Engineers can be a paranoid sort (but you didn’t hear that from me). At least I am. It comes from decades of seeing things go terribly wrong, I suppose. When I create a CD backup of my hard drive, for instance, there’s still something a bit too magical about the process to trust the CD writer program to do the right thing. Maybe I should, but it’s tough to have a lot of faith in tools that occasionally trash files, and seem to crash my Windows 98 machine every third Tuesday of the month. When push comes to shove, it’s nice to be able to verify that data copied to a backup CD is the same as the original -- or at least spot deviations from the original -- as soon as possible. If a backup is ever needed, it will be really needed.
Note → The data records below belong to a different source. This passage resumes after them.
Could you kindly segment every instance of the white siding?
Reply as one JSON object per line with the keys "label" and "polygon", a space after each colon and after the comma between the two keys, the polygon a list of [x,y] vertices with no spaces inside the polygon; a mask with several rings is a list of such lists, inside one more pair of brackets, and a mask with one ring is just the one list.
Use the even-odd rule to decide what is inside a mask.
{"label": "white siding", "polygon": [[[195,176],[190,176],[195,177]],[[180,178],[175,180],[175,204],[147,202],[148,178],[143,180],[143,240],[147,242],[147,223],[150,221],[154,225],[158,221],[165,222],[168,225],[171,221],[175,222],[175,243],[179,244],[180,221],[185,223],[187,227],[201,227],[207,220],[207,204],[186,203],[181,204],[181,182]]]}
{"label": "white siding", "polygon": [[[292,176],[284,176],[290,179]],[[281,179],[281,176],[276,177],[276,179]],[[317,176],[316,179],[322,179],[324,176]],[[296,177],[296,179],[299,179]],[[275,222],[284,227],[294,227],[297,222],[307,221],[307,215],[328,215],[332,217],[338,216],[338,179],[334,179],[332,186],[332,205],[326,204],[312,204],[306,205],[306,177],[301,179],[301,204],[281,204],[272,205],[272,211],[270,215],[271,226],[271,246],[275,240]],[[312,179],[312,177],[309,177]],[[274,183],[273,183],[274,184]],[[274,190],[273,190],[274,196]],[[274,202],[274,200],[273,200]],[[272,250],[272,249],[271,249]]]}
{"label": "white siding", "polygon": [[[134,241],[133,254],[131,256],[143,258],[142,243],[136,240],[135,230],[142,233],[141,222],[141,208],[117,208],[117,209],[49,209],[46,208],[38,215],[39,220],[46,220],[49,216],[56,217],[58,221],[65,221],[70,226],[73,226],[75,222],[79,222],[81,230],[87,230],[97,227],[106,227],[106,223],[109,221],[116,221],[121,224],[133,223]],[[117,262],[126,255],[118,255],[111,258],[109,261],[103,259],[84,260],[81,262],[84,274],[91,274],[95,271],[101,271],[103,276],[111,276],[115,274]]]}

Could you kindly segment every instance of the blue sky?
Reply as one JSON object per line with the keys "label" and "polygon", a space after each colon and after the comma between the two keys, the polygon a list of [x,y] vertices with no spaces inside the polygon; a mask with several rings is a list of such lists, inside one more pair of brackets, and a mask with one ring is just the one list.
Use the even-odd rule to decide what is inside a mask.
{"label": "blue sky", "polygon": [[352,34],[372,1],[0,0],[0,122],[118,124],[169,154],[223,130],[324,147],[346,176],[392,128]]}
Because data CDs are accessible as simple directory trees, we are
once again in the realm of tree walkers -- to verify a backup CD,
we simply need to walk its top-level directory. We’ve already
written a generic walker class (the visitor
module), but it won’t help us here directly: we need to walk
two directories in parallel and inspect common
files along the way. Moreover, walking either one of the two
directories won’t allow us to spot files and directories that
only exist in the other. Something more custom seems in order here.
Before we start coding, the first thing we need to clarify is what it means to compare two directory trees. If both trees have exactly the same branch structure and depth, this problem reduces to comparing corresponding files in each tree. In general, though, the trees can have arbitrarily different shapes, depth, and so on.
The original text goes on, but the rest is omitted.